The problem (it's not really a problem unless you're trying to define beer style) is that we're now so interested in all the facets and possibilities of beer that something which had been quite happy to evolve over time now finds itself being pulled out of its timeline at various points, and offered up in the present. It's like those old episodes of Doctor Who where you'd get three or four different doctors all meeting up. Every beer I've described above is a genuine, authentic, traditional British IPA - they should ideally all fit in the British style IPA category in the Brewers Association style guide. But we've got:


  • London style 18th century IPA
  • Burton style 19th century IPA
  • American hopped traditional British IPA
  • Fully matured, warm conditioned and agitated IPA
  • Nineteenth century low strength IPA
  • Twentieth century session beer strength IPA



Six beer styles where there used to be one. And if you were being responsible, you'd cross-reference things like the warm conditioning with the other ones to create even more.

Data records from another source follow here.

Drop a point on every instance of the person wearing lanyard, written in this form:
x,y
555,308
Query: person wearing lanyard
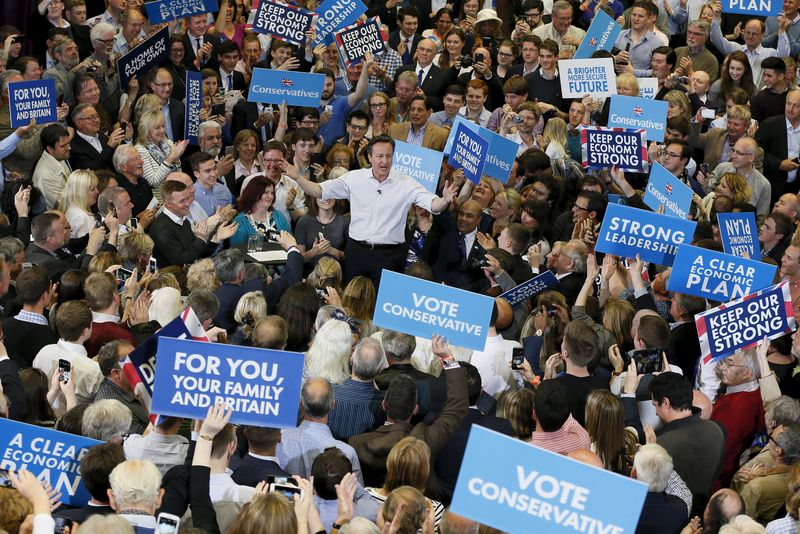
x,y
379,201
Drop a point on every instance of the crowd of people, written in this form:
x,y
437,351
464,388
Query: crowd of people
x,y
112,224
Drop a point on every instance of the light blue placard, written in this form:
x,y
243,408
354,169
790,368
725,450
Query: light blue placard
x,y
50,455
739,234
639,113
296,88
628,231
520,488
261,385
35,99
602,35
664,189
717,276
421,308
421,164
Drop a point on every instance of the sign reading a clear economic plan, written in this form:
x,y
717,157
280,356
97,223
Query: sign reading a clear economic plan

But who would that help, apart for giving a stiffy to some guy in the Brewers Association?

They're all genuine IPAs. They all taste quite different. Most of them are more similar to each other than they are to other beer styles.

I hope this demonstrates why beer style may be useful to a point, but if you pursue with the relentless classification and sub-groupings, it only leads to insanity or absolute indifference.

I'll tell you my other thing a bit later unless you tell me to shut up about beer styles.